Sanayi üretiminin gerilemesine paralel olarak, eski işçi sınıfının belkemiğini oluşturan mavi yakalı işçiler, bugün hâlâ işçi sınıfının önemli bir kısmını oluşturmakla birlikte sayısal oran olarak işçi sınıfının esasını oluşturmaktan çıkmıştır. Geleneksel işçi semtlerinde (Alibeyköy gibi) yaşayan bu kesim, sendikal mücadelelerle önemli ayrıcalıklar elde etmiştir ve bugün bu ayrıcalıklarını koruma mücadelesi vermektedir. Bu mücadeleyi verirken, ekonomik istikrarı bozacak ve kendi durumunu da istikrarsızlaştıracak çetin mücadelelere girmemeye özen göstermektedir. Elbette sendikalarını bir kalkan olarak savunmaktadır ama bu kalkanı, çok sıkışmadıkça siyasi iktidara karşı kullanmaktan yana değildir. Siyasi tutumu, kültürel yapısıyla da bağlantılı bir şekilde, ağırlıklı olarak siyasi iktidardan yanadır. Mavi yakalı işçilerin Gezi’ye fazla destek vermemesinin ve kendi oturduğu geleneksel semtlerinden iktidar partisi AKP’ye daha çok oy çıkmasının sebebi bu olsa gerek. Bu bağlamda, sınıfın beyaz yakalı kesimiyle mavi yakalı kesiminin karşı karşıya geldiğini söyleyebiliriz.

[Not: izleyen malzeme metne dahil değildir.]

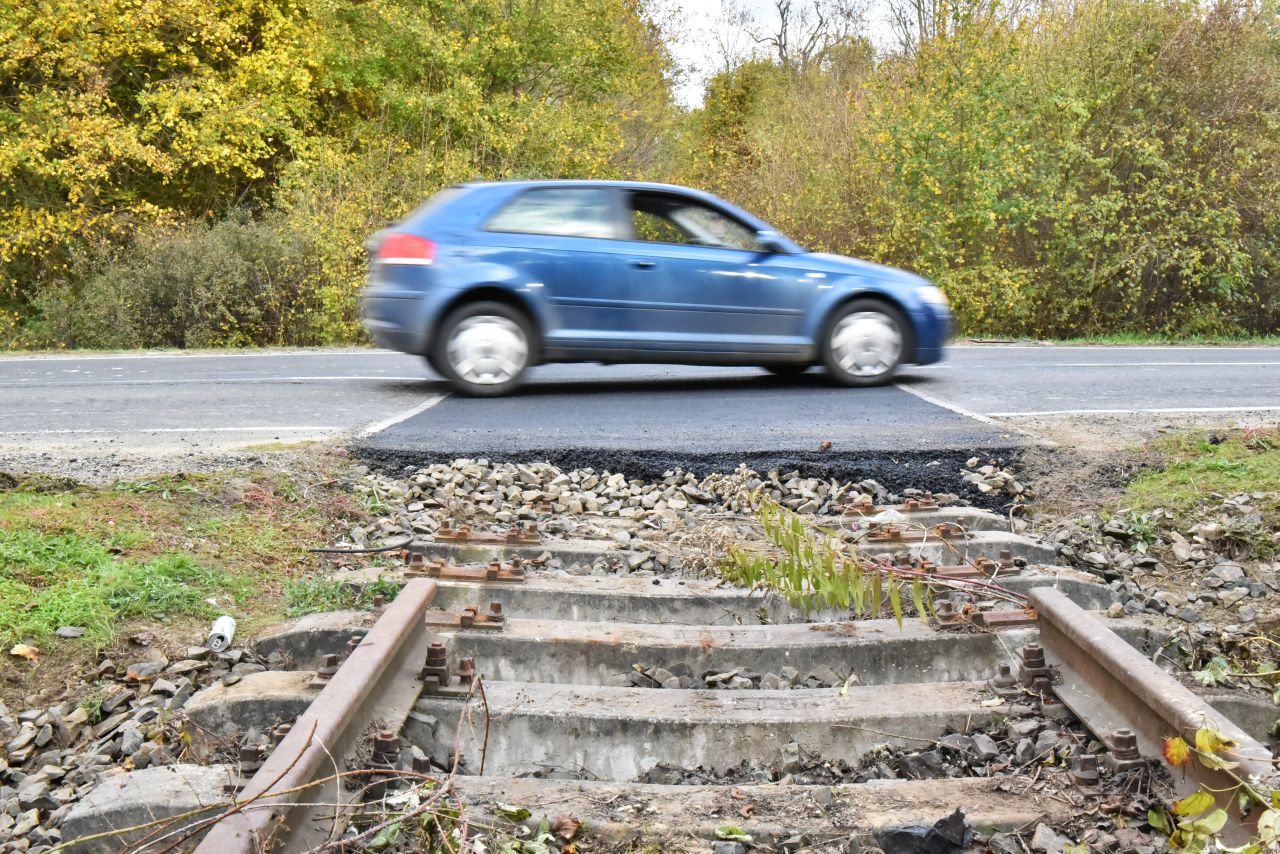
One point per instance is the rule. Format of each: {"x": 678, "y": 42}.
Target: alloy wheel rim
{"x": 865, "y": 343}
{"x": 487, "y": 350}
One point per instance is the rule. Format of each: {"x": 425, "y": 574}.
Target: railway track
{"x": 615, "y": 712}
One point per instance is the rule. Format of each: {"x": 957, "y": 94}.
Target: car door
{"x": 702, "y": 283}
{"x": 563, "y": 242}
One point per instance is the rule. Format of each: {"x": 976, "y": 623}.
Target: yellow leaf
{"x": 1210, "y": 825}
{"x": 24, "y": 651}
{"x": 1210, "y": 741}
{"x": 1193, "y": 804}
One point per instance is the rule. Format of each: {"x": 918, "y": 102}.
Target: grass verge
{"x": 165, "y": 555}
{"x": 1197, "y": 466}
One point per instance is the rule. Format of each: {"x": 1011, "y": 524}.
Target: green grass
{"x": 48, "y": 581}
{"x": 1194, "y": 466}
{"x": 311, "y": 596}
{"x": 1134, "y": 339}
{"x": 151, "y": 552}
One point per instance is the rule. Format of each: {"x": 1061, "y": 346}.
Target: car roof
{"x": 535, "y": 183}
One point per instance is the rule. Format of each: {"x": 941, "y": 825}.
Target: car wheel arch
{"x": 873, "y": 296}
{"x": 506, "y": 296}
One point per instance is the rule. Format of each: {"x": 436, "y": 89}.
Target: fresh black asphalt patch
{"x": 647, "y": 427}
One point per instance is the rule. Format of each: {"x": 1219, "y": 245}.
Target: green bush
{"x": 232, "y": 283}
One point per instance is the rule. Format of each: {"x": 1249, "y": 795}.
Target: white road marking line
{"x": 1161, "y": 410}
{"x": 229, "y": 354}
{"x": 378, "y": 427}
{"x": 242, "y": 429}
{"x": 958, "y": 410}
{"x": 1005, "y": 365}
{"x": 209, "y": 380}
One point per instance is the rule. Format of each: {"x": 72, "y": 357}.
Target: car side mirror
{"x": 771, "y": 242}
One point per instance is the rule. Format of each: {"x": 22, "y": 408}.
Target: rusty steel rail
{"x": 379, "y": 681}
{"x": 1114, "y": 688}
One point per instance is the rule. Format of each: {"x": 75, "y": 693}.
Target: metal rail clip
{"x": 511, "y": 572}
{"x": 516, "y": 535}
{"x": 469, "y": 617}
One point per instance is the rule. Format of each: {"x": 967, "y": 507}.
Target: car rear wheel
{"x": 484, "y": 348}
{"x": 864, "y": 345}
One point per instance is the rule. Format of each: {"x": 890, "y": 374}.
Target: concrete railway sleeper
{"x": 622, "y": 702}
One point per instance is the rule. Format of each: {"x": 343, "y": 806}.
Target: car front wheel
{"x": 864, "y": 343}
{"x": 484, "y": 348}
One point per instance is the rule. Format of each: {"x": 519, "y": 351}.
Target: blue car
{"x": 489, "y": 279}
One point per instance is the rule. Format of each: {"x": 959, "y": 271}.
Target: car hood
{"x": 845, "y": 265}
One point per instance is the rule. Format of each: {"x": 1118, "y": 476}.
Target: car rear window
{"x": 565, "y": 211}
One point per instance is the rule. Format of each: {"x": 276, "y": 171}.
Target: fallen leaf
{"x": 1211, "y": 741}
{"x": 24, "y": 651}
{"x": 1193, "y": 804}
{"x": 566, "y": 827}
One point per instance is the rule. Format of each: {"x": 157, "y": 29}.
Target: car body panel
{"x": 618, "y": 298}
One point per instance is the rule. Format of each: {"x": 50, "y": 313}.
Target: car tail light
{"x": 398, "y": 247}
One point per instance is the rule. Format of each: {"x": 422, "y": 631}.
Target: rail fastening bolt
{"x": 1124, "y": 744}
{"x": 328, "y": 667}
{"x": 387, "y": 745}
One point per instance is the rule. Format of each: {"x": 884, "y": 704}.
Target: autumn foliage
{"x": 205, "y": 172}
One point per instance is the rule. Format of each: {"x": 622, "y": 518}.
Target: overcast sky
{"x": 695, "y": 32}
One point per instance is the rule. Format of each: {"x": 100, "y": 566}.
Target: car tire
{"x": 484, "y": 348}
{"x": 864, "y": 342}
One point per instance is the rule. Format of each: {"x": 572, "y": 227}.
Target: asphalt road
{"x": 393, "y": 406}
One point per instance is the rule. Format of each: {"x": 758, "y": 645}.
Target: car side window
{"x": 671, "y": 219}
{"x": 565, "y": 211}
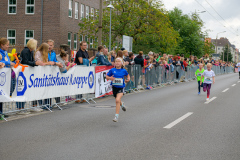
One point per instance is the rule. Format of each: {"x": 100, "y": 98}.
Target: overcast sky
{"x": 229, "y": 10}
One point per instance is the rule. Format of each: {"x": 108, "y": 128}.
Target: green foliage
{"x": 147, "y": 24}
{"x": 152, "y": 28}
{"x": 189, "y": 29}
{"x": 227, "y": 54}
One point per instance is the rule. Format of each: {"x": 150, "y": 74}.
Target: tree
{"x": 148, "y": 24}
{"x": 191, "y": 40}
{"x": 227, "y": 54}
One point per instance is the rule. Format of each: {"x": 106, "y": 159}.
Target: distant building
{"x": 22, "y": 20}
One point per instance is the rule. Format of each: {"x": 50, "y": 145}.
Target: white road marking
{"x": 210, "y": 100}
{"x": 178, "y": 120}
{"x": 225, "y": 90}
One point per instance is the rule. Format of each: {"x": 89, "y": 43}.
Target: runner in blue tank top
{"x": 116, "y": 75}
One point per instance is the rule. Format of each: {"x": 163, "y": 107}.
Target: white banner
{"x": 103, "y": 86}
{"x": 5, "y": 83}
{"x": 47, "y": 82}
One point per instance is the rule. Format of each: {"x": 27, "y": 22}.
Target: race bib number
{"x": 208, "y": 79}
{"x": 118, "y": 82}
{"x": 199, "y": 74}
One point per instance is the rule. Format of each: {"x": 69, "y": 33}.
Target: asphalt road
{"x": 170, "y": 123}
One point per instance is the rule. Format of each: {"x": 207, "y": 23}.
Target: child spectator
{"x": 62, "y": 58}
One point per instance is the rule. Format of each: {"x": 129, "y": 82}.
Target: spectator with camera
{"x": 52, "y": 55}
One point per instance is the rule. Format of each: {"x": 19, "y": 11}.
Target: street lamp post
{"x": 111, "y": 7}
{"x": 216, "y": 43}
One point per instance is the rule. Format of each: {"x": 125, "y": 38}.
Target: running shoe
{"x": 123, "y": 107}
{"x": 115, "y": 119}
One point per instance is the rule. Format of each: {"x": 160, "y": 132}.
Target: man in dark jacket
{"x": 139, "y": 59}
{"x": 102, "y": 59}
{"x": 27, "y": 54}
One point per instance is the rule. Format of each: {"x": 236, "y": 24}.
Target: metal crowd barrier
{"x": 140, "y": 79}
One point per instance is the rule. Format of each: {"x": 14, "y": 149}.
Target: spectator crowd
{"x": 45, "y": 55}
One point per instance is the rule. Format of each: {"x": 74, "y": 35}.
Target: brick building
{"x": 22, "y": 20}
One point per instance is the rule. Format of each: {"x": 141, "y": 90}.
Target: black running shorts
{"x": 117, "y": 90}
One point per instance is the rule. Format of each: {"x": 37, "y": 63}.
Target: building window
{"x": 76, "y": 10}
{"x": 82, "y": 11}
{"x": 69, "y": 39}
{"x": 92, "y": 12}
{"x": 29, "y": 34}
{"x": 12, "y": 6}
{"x": 11, "y": 36}
{"x": 70, "y": 9}
{"x": 30, "y": 4}
{"x": 75, "y": 41}
{"x": 87, "y": 12}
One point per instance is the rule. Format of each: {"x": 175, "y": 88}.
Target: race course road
{"x": 170, "y": 123}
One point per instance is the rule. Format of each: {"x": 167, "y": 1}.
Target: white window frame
{"x": 12, "y": 5}
{"x": 70, "y": 8}
{"x": 25, "y": 38}
{"x": 30, "y": 5}
{"x": 76, "y": 10}
{"x": 75, "y": 41}
{"x": 82, "y": 11}
{"x": 92, "y": 12}
{"x": 87, "y": 12}
{"x": 70, "y": 40}
{"x": 10, "y": 38}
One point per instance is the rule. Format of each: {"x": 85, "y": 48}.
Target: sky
{"x": 220, "y": 16}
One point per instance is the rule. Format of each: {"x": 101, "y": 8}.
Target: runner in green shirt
{"x": 198, "y": 74}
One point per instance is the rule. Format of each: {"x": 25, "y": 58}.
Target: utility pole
{"x": 100, "y": 24}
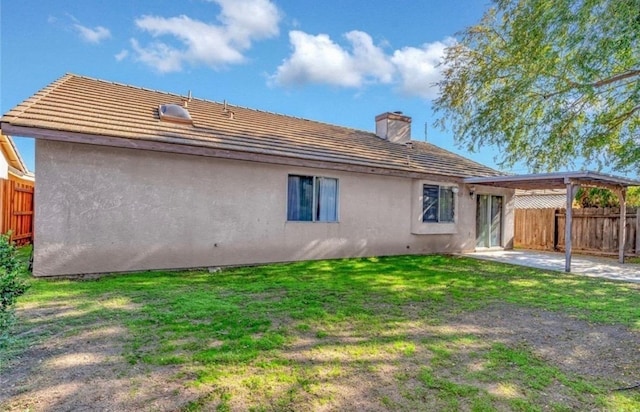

Ne var ki, bu karşı karşıya gelmede mavi yakalı işçiler yalnız değildir. Sınıfın içinde onların bir müttefiki daha vardır: Yakasız işçiler. Sanmıyorum ki bu deyim benden önce kullanılmış olsun, “yakasız işçiler”, kültürel olarak mavi yakalılara daha yakın olsalar da, ekonomik bakımdan, işçi sınıfının her iki kesimiyle de karşılaştırılamayacak ölçüde yoksul bölümünü oluştururlar. Bu kesim, yalnızca işçi sınıfının değil, toplumun da kenarlarında ve diplerinde, yani “uçurumun kenarında”, yoksulluk sınırında, asgari ücretle yaşamaya çalışan iş güvencesiz, sigortasız, tekstil işçileri, gündelikçiler, kenar semt kapıcıları, zengin sitelerde ya da işyerlerinde güvenlik görevlisi olarak çalışanlar, özel hastane hademeleri, günübirlik iş arayanlar, işsizler, seyyar satıcılar vb.’dir. Yaşadıkları semtler, büyük kentlerin dışa doğru genişleyen varoşlarıdır. Büyük bir kentte yaşamaktadırlar ama ne kültürel durumları ne de ücretleri bu büyük kentte yaşamalarını algılamaya olanak verir. Ezilmişin de ezilmişidirler. Borç harç içinde yaşayıp giderler. En büyük kaygıları, ekonominin daha da kötüye gidip bugünkü yoksul yaşam olanaklarının bile ellerinden kayıp gitmesidir. Bu yüzden bugün, ekonomik istikrarı koruduğunu ve kendilerine sosyal yardım sağladığını düşündükleri AKP’yi desteklemekte ve istikrarı bozduğunu düşündükleri beyaz yakalılara öfkelenmektedirler.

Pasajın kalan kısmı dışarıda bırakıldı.